Bringing AI to FPGAs: Running Transformer Models on Configurable Hardware

Researcher(s)

Daryl Tapel, Computer Engineering, University of Delaware

Faculty Mentor(s)

Chengmo Yang, Electrical and Computer Engineering, University of Delaware
Jhon Ordoñez, Electrical and Computer Engineering, University of Delaware

Abstract

Modern AI modules require large amounts of computational power when running on GPUs, making them less ideal for low-power applications. To address this problem, this research aims to run these modules on an FPGA board, which is more power-efficient and allows for customizable optimization.
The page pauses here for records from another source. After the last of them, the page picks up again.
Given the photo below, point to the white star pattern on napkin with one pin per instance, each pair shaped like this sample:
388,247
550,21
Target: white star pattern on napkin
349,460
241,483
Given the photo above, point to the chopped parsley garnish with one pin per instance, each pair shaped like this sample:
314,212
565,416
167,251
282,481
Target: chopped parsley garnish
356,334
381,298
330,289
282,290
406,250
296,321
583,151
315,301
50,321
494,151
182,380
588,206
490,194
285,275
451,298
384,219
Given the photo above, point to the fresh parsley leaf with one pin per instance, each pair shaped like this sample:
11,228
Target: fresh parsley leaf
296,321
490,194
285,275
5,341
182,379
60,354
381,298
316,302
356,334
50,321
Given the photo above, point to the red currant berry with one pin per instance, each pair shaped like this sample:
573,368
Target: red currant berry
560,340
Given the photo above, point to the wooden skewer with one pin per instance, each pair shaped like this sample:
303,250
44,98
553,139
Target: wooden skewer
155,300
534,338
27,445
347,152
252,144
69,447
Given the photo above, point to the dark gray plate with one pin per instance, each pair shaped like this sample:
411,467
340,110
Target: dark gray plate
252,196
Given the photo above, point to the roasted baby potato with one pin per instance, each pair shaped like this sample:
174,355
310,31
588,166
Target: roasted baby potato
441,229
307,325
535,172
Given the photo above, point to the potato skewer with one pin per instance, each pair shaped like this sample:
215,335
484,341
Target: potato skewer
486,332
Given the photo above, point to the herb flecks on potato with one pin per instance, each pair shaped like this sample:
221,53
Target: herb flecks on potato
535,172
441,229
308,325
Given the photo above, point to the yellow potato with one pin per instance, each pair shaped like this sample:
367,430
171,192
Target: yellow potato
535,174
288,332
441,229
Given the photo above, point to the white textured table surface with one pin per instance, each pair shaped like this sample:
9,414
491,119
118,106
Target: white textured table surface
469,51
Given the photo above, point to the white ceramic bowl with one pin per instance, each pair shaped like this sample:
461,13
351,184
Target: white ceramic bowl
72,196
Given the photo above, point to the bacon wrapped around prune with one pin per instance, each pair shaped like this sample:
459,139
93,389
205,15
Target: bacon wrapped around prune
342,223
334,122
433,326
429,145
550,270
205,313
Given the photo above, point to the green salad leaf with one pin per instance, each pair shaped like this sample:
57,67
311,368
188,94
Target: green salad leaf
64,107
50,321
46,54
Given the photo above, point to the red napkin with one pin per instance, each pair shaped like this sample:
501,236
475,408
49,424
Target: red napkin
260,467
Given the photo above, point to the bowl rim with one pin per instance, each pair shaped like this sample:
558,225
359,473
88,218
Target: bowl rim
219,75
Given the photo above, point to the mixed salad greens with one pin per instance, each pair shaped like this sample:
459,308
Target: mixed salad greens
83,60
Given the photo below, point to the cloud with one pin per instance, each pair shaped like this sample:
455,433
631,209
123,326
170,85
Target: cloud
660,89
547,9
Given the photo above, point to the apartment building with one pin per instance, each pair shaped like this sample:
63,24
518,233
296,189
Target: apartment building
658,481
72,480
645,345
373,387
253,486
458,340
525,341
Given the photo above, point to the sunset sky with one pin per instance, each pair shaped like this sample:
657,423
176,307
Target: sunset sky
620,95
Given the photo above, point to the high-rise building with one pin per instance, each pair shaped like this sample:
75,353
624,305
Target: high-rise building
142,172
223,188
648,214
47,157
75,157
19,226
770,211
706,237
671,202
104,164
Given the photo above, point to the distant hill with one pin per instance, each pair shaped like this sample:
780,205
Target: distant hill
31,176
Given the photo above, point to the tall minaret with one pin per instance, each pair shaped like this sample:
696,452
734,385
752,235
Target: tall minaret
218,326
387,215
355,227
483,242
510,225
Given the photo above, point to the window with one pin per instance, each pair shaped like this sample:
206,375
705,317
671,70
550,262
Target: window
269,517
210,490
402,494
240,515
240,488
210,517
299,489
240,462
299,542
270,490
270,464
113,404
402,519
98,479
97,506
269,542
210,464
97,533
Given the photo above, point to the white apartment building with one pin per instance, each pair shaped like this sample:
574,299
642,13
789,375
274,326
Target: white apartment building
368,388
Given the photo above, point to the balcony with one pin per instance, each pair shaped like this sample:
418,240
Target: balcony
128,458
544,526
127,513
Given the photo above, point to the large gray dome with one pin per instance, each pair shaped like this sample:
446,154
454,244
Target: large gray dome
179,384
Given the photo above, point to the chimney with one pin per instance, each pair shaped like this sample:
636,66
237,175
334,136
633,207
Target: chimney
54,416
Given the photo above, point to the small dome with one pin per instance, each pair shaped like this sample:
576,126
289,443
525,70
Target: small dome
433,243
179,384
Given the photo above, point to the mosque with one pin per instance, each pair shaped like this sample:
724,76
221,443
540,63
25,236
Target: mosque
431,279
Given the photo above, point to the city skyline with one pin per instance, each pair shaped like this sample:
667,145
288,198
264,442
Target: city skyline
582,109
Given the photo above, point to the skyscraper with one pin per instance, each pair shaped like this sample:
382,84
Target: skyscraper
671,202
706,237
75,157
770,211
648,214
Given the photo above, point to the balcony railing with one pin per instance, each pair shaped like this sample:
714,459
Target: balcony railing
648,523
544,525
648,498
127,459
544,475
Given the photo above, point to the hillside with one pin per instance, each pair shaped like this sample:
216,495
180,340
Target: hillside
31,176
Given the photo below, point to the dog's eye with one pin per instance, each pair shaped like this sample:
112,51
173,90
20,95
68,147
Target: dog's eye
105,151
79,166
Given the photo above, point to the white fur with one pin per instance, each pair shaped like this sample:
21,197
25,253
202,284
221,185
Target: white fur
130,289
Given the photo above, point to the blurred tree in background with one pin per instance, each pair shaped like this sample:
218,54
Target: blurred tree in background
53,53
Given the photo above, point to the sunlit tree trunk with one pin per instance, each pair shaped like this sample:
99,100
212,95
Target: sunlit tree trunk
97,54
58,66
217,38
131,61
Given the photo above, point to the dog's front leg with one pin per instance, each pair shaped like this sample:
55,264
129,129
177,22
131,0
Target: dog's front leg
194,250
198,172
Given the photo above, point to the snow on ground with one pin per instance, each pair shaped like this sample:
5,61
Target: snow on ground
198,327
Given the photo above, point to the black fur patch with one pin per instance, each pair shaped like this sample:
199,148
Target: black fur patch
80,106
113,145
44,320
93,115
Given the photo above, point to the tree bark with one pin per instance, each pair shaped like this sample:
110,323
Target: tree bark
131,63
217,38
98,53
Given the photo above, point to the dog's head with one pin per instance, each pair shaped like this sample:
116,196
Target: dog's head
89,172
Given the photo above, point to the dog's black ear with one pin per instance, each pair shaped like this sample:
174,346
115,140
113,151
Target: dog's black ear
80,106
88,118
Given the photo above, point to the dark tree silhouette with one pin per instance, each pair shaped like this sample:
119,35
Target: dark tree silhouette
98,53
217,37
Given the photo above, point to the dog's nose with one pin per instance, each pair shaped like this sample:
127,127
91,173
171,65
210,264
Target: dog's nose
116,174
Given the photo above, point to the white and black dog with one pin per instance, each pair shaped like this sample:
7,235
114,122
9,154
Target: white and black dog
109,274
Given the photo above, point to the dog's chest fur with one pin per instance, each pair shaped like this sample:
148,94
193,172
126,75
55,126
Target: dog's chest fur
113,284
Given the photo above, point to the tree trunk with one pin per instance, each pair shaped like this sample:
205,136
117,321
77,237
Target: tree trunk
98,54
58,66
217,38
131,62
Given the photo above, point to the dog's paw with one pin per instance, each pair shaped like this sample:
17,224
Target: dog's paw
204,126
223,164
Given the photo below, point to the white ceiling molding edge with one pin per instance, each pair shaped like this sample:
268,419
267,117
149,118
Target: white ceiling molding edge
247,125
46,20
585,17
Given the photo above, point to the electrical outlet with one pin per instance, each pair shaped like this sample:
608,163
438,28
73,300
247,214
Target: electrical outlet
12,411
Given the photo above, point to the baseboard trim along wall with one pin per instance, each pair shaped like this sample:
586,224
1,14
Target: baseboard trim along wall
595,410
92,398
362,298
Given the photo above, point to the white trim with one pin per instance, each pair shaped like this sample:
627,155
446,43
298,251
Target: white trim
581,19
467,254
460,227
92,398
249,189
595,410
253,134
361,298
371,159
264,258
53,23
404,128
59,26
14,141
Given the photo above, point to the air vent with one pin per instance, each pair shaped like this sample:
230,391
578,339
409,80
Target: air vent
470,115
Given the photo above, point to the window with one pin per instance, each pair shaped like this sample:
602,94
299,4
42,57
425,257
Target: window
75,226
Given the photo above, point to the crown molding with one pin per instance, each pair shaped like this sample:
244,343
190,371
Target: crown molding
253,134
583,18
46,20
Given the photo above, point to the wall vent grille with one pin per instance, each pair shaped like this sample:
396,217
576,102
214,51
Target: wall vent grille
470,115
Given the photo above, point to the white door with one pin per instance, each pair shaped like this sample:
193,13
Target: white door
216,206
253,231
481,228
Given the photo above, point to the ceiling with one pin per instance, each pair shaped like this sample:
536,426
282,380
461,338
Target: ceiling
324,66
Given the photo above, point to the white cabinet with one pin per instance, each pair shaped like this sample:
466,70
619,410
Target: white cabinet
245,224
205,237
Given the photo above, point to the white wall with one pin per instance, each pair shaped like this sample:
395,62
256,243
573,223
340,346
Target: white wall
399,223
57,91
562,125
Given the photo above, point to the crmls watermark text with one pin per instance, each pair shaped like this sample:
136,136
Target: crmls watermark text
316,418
Specifically, this project focuses on transformers, which are deep learning models widely used in natural language processing, computer vision, and other domains. Transformers’ core operations include matrix multiplication, the GeLU activation function, and softmax, all of which are resource-intensive but essential for model accuracy. To evaluate these modules on the FPGA, High Level Synthesis (HLS) was used. Modules written in C/C++ can be converted into hardware components with built-in directives to improve speed and hardware resource usage. In order to further optimize the design for hardware, the costly floating-point operations were replaced with fixed-point arithmetic, which significantly lowered the logic and memory overhead while maintaining acceptable numerical precision for AI inference. Through this implementation, transformer-based computations were shown to achieve significantly improved power efficiency and real-time performance on FPGA hardware, offering a strong alternative to traditional GPU-based approaches for AI deployment in embedded or energy-constrained systems.